The operation of bursitis

Synonym

medical: Bursitis

Definition

There are bursa sacs in many parts of the body. They serve to “cushion” bone protrusions, and inflammation occurs mainly as a result of injuries or mechanical overstrain. Depending on their origin, bursitis is first treated conservatively, rarely by surgery.

Aseptic inflammation, i.e. inflammation in which no bacteria have entered and which complicates the inflammation, is usually treated conservatively by cooling, sparing and anti-inflammatory medication (anti-inflammatory drugs). If there is no improvement, this is usually an indication for surgical therapy. Septic bursitis, i.e. those in which there is also an infection, must also be partially treated surgically, as there is a risk of the infectious agents spreading in the body, which in the worst case can lead to sepsis.

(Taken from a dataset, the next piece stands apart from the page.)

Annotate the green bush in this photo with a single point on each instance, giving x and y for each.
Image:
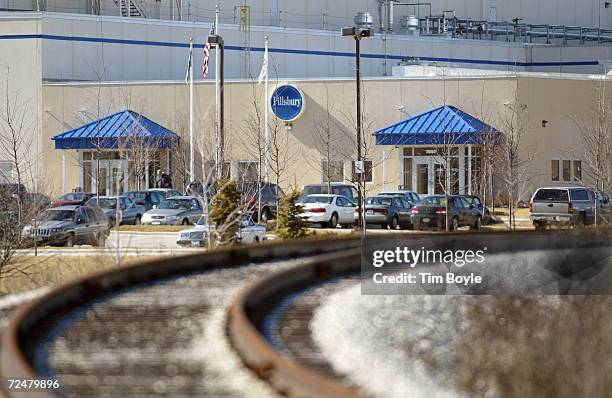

Septic inflammation usually occurs in the context of injuries, as the bacteria have the opportunity to penetrate deeper into the tissue by destroying the skin barrier. Nowadays, however, non-surgical treatment using antibiotics is increasingly being sought even for septic bursitis. The aim of the operation is usually a complete removal of the bursa, the so-called bursectomy.

The disadvantage of this variant is that open surgery is required, which means that a sufficiently large skin incision must be made, which on the one hand leads to scarring and on the other hand can lead to functional limitations in the area of a joint – although this is rather rare. Another type of surgery is bursoscopy, in which instruments are inserted into the bursa through very small skin incisions under visual control, with the help of which the inflamed inner lining (synovial mucosa) of the bursa is carefully removed. This procedure is used particularly in chronic inflammatory processes, and is still used much less frequently than bursectomy.

When operating on a bursa, there are the typical surgical risks such as the risk of bleeding and nerve lesions and thus (usually temporary) sensitivity limitations in the surgical area. There is also – as with any operation – a risk of infection from pathogens that can penetrate the wound during the operation. Surgical removal of the bursa usually results in a complete regression of the symptoms.